In Defense of Cute: Why Lunch Should Be Fun for Kids
There is a strong segment of the breeding population that believes children should always be given the same food as adults. They say putting food designed or altered specifically for small people in a kid’s lunchbox—think sandwiches cut into cars, rice balls with panda faces made from nori, heart-shaped cucumber slices, or selections from the now-extensive catalog of “healthy” prepackaged snacks, no matter how nutritious—is a travesty. They say food should be respected in its real form with its real name.
I disagree.
As long as it’s made from actual food, I love kid food. And I love it specifically because I think it can help less adventuresome kids learn to love food better than we can teach them ourselves.
Put yourself in a picky kid’s shoes. For most children, every meal at home involves some degree of nutritional browbeating. “Please eat two more bites of your chicken.” “You need to try a bite of that broccoli before you leave the table.” “Scrape the sauce off and eat it, then.” We dangle dessert. We brandish bedtimes. Dinner often becomes a battleground we force our kids to enter with raised hackles, even if they like the “grow food” we’ve presented. Every night, we jam nutritional mantras down little throats in an effort to raise flexible, health-conscious eaters, but in doing so, we strip eating of the fun and enjoyment it offers so naturally. Once they reach grade school, lunch becomes the only meal kids can eat without parental pecking.

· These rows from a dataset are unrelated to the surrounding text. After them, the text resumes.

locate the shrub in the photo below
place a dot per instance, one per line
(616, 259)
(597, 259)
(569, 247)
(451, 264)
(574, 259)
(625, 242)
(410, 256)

Because we do have rules at our dinner table about what has to be tasted, I make an effort to make lunch feel like a parent-free zone for our six-year-old son. I try to make it fun. Graham is a decent eater, but more by volume than variety. He’ll eat most of what one might define as “kid food,” but beyond outliers like sushi and sardines, he’s . . . well, he’s pretty picky. Like both his mom and dad (and generations before) once were.
Shoving something creative or silly or, yes, sometimes cute food inside his lunch box is a way I can both show him a more enjoyable side to eating and introduce him to new foods without making him feel like he’s under such a stern watch. I’ll make a rainbow using chopped fruits and vegetables he might not always like, or cut a cold quesadilla (with! chicken! inside!) into thin strips like light sabers, or carve a “G” into the skin of a clementine so he might be inspired to peel it himself without whining. I put lots of food on sticks. Sometimes he eats my creations, and sometimes he doesn’t. (The rice ball panda went over like a bag of rocks.) But either way, he’s making his own choices and often trying new things without my influence.
To be clear, I’m not creating an edible tableau (like the ones you see here) each day. I’m adding a small daily surprise that I hope will make him smile (and eat). But as other parents in our community do the same thing, I’ve noticed that kids’ gustatory flexibility becomes catching; cute lunches also give kids the opportunity to bring their own food ideas home. When Graham hopped in the car recently hollering about Luca’s green lollipop leaves, which he looooved so much, I texted Luca’s parents immediately. Was their child sharing some new-fangled fruit snack with mine? Was there scary green dye involved? Or were they putting salad on sticks? I resolved to embrace his joy for a new food, no matter what it turned out to be.
Luca’s parents had no idea what I was talking about. For weeks, we laughed; Graham asked repeatedly for the hallowed green lollipop leaves, but the adults couldn’t figure out what they were. We even asked the teachers, to no avail. Finally, it dawned on someone: Luca was sharing his plain baby spinach leaves with Graham, which they likened to lollipops. Together, a food neither of them could actually name became a delicious game. Both boys treasured them, and to this day, Graham will only eat spinach when Luca is around.
Personally, I think that’s fine. Our son will eventually learn that “green lollipop leaves” is not a real food’s name. But for now, teaching him to connect spinach with pleasure and happiness and even friendship at an early age is just as important as helping him identify it as something that makes him grow.